All the Things We Didn't Say

‘Summer,’ he finally said, his voice dry.

 

‘Yes.’ It came out like a gasp, like a release of air. ‘Dad. Yes. Hi. It’s me. I’m here.’

 

‘Summer.’ He swallowed hard.

 

‘How are you doing? Are you okay?’

 

‘I…’ His movements were slow, his mouth opened and closed like a goldfish. It’s just the sedatives, I told myself. They haven’t worn off yet. But there was something else, too: a void. It was like his whole past had been wiped away. Like he had no idea who he was.

 

The alarm on his watch started to go off. He looked around, puzzled, then located the sound on his wrist. He stared at his watch, then at me. Desperately. He coughed, moved his neck from side to side and then slowly, so slowly, edged his hand toward the watch. He tapped the face gently, as if he feared he might break it. When that accomplished nothing, he tried pressing a button. When the beeping continued, he looked at me again. I shrugged back at him, just as desperate. We were two different species trying to communicate.

 

‘I don’t…’ he said, then looked down and tried another button. The alarm stopped. He stared at it for a while, perhaps wondering if it was going to start again. The woman in the wheelchair next to him still hadn’t moved. The silence was louder and more penetrating than the beeping. My ears rang and rang.

 

‘How do you feel?’ I asked.

 

He put his hands back on the wheelchair’s arms. Every movement seemed tentative. The lines in his forehead were gone.

 

‘My neck hurts, I think,’ he said. ‘And my arms. And my jaw.’

 

‘So it hurt, then?’

 

‘Did what hurt?’

 

‘The…’ A nurse walked by a few yards away. She glanced at me. Is this normal? I wanted to ask her. Is any of this normal?

 

‘How do you feel?’ I asked my father again.

 

His eyes moved up toward the ceiling as he tried to think. ‘Feel? I don’t know.’

 

‘Do you feel sad?’

 

‘No. I don’t think so.’

 

‘Do you feel…happy?’

 

‘Happy?’ He ran his hand over his chin. Was his chin unfamiliar, too? His hands? When we went home, would he look in the mirror and not know himself? ‘I don’t know,’ he said, with a certain amount of fatigue, but also a certain amount of wonderment. ‘I don’t really feel anything.’

 

He made a groan and put his head against the wheelchair’s back. ‘I’m going to close my eyes for a minute.’

 

‘Okay. That’s fine. Take all the time you need.’

 

While I sat there with him, I composed a commentary in my head, as if this were a documentary about ECT and I was the narrator and I already knew how the story would end. This was Richard Davis’s first appointment, and by far the toughest. After this, he began to miraculously recover. Says Lawrence Frum, the doctor who administered the treatments: ‘This is the best outcome from ECT I have ever seen in my practice. This man has a new lease on life.
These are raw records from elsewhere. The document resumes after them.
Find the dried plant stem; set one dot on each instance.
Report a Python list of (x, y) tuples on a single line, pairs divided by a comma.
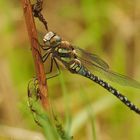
[(39, 68)]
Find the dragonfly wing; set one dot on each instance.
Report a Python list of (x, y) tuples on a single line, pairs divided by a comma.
[(110, 75), (91, 57)]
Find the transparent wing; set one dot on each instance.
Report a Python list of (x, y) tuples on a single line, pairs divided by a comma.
[(108, 74), (91, 58)]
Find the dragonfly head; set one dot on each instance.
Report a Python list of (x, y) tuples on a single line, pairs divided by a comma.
[(51, 39)]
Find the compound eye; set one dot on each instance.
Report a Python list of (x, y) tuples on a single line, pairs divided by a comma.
[(56, 40)]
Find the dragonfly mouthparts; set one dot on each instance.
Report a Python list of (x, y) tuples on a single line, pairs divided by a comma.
[(48, 36)]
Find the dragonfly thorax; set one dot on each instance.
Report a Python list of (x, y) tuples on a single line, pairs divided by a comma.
[(51, 39)]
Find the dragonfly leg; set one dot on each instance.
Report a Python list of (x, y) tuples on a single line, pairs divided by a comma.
[(45, 56), (43, 46), (53, 60)]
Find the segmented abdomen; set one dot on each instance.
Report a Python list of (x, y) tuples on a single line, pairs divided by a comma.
[(84, 72)]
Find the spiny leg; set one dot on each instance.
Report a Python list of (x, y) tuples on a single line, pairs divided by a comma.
[(53, 60), (43, 46), (45, 56)]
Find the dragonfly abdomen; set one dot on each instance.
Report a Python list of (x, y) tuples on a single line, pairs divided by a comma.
[(84, 72)]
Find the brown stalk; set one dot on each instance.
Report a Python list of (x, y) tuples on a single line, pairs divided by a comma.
[(39, 68)]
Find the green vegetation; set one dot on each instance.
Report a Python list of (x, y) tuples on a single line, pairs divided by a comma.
[(109, 29)]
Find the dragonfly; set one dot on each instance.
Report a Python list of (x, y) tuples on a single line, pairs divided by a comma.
[(78, 61)]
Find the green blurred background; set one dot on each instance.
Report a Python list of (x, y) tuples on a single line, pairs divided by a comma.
[(110, 29)]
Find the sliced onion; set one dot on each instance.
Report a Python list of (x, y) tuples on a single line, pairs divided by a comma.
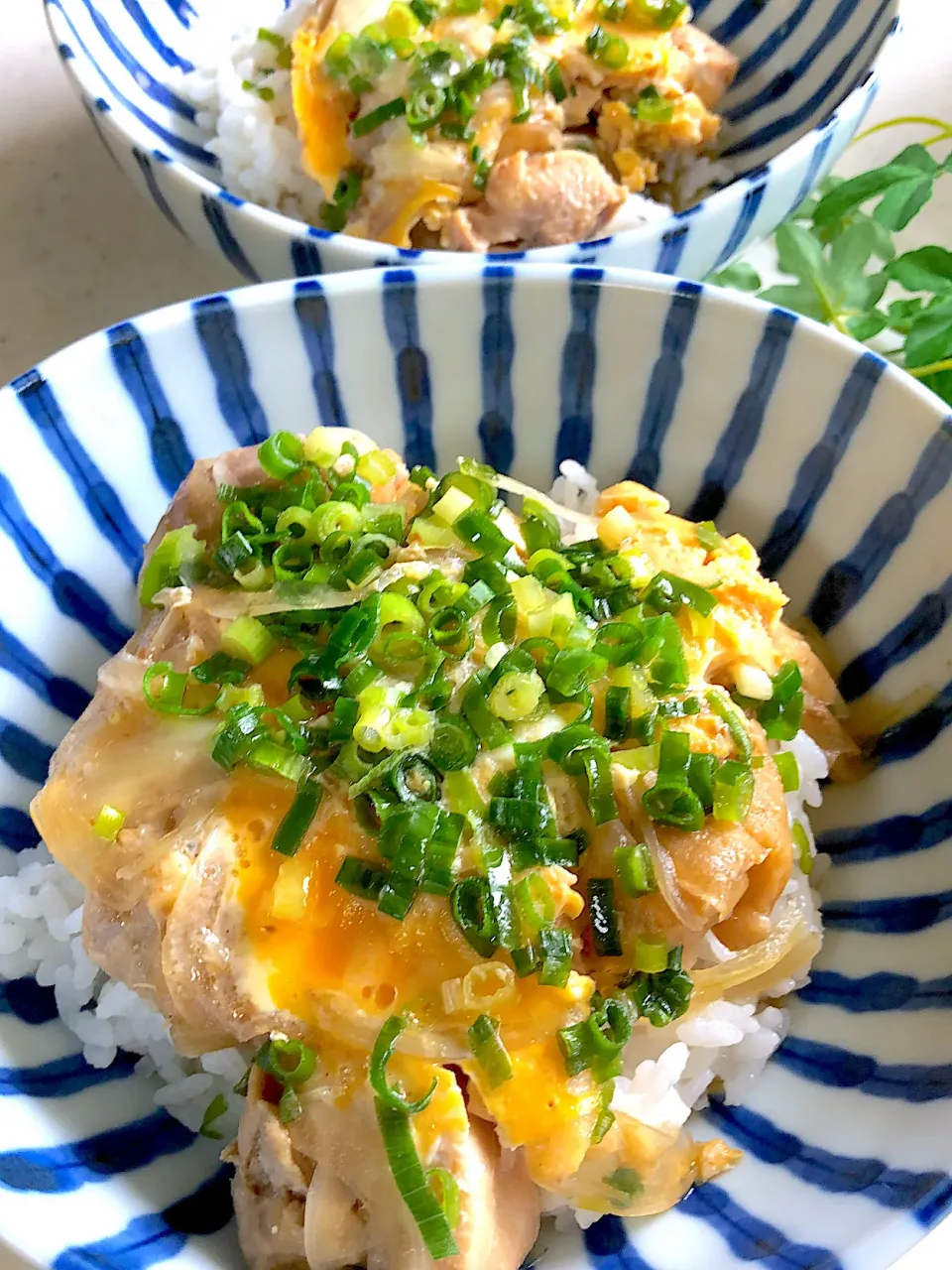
[(565, 513), (334, 1230), (789, 948), (230, 603), (629, 785)]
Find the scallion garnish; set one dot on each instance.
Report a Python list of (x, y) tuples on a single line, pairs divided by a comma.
[(381, 1056), (411, 1179), (603, 919), (489, 1051)]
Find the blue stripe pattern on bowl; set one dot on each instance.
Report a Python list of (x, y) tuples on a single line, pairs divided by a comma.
[(807, 75), (731, 408)]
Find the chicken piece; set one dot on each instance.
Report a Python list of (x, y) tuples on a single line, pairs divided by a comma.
[(538, 199), (701, 64), (824, 707), (270, 1191), (353, 1211), (725, 876)]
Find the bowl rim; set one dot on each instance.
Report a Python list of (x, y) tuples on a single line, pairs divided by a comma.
[(79, 67), (898, 1234), (463, 271)]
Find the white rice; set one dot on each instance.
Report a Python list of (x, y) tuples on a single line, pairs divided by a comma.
[(41, 919), (667, 1070), (257, 141)]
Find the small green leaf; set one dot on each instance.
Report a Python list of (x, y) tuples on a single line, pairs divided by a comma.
[(802, 299), (867, 325), (904, 200), (864, 291), (929, 268), (798, 252), (902, 313), (851, 252), (929, 339), (853, 193), (941, 385), (916, 157), (739, 276), (214, 1110)]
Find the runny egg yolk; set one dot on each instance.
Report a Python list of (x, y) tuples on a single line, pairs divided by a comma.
[(311, 938)]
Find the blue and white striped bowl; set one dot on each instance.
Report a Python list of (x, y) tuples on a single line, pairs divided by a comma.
[(805, 84), (833, 461)]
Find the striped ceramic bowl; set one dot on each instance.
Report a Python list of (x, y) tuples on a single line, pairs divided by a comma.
[(829, 458), (806, 79)]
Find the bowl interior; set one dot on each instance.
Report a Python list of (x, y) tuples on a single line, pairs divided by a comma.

It is simply astounding.’

 

I changed my high, thin voice to a deep, assured one. Faith, I thought. Yet again, I turned everything over to faith. I revised the documentary script a few times to make the outcome better and better. My father would eventually practice medicine again. He would eventually run a hospital. My mother would wash up as something plain and somewhat pitiful, maybe a telemarketer or sales clerk, her drama career hitting a dead-end. We would get through this, and he’d come out a hero. It made me feel better. It really did.

 

 

 

 

 

14

 

 

 

 

The computer’s screensaver drew fractal-like scribbles. Once the image became an impossibly tangled ball of yarn, it dissipated and a new drawing began. I watched it for a while.

 

I touched the monitor and there was static. The keys on the keyboard felt like teeth.

 

 

 

In the past two months, I have hidden under a pile of coats at a party and not gotten up when they called my name at the dentist’s office. I have also given a fake name when a woman from a marketing survey called home and, just yesterday, I bought a postcard off the street and addressed it to my great-aunt Stella in Cobalt, PA. I wrote about horses and windmills and signed it Beatrice A. Haverford.

 

 

 

 

 

I stared at the sentences, astounded that my hands had created them. I pulled the cursor over everything and hit delete.

 

 

 

When someone is severely depressed, he often doesn’t want to take his medicine. But you cannot be angry at him. You cannot blame him and you cannot blame yourself. You just have to accept it and realize that it is something out of your control and not get angry. Except it is angering, so you find yourself getting angry at other things, like strangers, or garbage bags that don’t open properly, or your purse, when you can’t find things at its bottom.